You can, but not simply, but why do you want to? You have two networks; it's simple to have one DHCP server on each LAN.

Using the server at location A for handing out IP-addresses at location B is certainly not a 'must have' and if it is complicated, as you indicate, then I would rather opt for an easier solution. Having a DHCP server at location B is an option. Actually, I do have a SME running at location B at the moment (it serves only as fileserver) but I'm planning on eliminating this server (= one server less to maintain) and moving all shares/files to the SME server at location A.

Frank

[CharlieBrady]

The only thing I'm worried about, apart from the ISP's responsiveness, is clients at location B not being able to resolve addresses (fast enough) with the SME at location A.

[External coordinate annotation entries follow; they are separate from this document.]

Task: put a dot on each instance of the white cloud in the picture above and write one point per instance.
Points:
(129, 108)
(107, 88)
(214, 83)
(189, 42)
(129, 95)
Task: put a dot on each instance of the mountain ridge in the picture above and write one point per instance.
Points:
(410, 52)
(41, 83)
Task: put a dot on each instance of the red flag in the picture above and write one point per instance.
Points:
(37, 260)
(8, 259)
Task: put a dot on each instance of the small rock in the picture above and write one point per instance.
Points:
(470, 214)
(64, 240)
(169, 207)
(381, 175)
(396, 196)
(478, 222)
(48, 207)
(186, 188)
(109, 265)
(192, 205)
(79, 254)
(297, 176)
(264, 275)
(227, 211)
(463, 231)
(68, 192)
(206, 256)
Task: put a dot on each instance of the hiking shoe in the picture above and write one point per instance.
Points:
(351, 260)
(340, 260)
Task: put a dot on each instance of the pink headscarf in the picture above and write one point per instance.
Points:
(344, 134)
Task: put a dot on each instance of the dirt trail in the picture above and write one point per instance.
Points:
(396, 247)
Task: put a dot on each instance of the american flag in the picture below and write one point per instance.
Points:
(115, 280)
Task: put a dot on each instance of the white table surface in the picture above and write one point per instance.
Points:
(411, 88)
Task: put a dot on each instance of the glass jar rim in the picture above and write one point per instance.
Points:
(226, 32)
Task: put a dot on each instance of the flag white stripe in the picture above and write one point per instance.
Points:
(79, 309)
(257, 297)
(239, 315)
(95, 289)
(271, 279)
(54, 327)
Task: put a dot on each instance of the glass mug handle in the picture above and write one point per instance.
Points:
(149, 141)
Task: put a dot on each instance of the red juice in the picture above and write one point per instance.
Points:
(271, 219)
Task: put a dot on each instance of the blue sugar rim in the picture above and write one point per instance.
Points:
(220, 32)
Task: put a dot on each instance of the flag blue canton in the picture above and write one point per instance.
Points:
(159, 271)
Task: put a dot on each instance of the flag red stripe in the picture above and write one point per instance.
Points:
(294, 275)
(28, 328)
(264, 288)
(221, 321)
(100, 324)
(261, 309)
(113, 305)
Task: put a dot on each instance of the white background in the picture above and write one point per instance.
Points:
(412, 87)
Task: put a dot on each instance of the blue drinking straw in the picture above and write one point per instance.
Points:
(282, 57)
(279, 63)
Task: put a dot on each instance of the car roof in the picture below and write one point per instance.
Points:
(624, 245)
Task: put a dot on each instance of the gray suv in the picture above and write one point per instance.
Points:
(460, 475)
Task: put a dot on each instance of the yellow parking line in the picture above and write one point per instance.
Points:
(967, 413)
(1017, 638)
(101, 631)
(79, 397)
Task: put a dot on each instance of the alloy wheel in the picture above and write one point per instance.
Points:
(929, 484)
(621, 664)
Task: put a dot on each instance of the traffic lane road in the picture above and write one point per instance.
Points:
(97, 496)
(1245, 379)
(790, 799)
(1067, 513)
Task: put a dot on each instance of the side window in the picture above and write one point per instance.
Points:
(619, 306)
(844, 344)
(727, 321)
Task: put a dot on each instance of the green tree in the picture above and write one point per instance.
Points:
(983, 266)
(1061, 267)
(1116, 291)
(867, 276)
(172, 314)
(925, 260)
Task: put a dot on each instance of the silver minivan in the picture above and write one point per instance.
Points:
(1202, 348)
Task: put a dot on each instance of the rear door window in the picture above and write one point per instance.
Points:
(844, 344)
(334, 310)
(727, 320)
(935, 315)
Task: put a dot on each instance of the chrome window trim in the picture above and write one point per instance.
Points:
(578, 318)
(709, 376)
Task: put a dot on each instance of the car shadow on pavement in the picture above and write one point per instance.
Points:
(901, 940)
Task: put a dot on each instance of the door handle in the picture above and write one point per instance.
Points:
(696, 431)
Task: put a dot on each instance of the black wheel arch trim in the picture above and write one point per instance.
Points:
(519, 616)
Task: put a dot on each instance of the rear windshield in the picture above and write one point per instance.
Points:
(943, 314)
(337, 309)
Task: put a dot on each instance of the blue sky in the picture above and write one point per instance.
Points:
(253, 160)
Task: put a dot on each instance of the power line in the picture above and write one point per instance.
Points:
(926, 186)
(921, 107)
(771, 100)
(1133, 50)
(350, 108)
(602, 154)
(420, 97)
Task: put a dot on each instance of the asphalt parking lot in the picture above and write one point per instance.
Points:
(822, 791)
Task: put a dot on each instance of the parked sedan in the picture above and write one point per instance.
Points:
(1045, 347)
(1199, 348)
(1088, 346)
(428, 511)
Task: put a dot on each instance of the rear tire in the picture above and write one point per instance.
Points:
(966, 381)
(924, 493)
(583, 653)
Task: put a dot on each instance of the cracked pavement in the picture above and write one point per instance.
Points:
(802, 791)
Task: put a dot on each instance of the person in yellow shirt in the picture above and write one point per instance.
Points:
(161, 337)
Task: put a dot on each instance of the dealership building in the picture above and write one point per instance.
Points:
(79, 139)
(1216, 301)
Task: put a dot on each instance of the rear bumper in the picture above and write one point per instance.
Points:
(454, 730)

As long as your router does what it is meant to do, route, then that won't be a problem. dnscache on SME server A can resolve for two networks with no problem at all.

[Frank VB]

As long as your router does what it is meant to do, route, then that won't be a problem. dnscache on SME server A can resolve for two networks with no problem at all.

That's a clear and reassuring answer. Thank you, Charlie.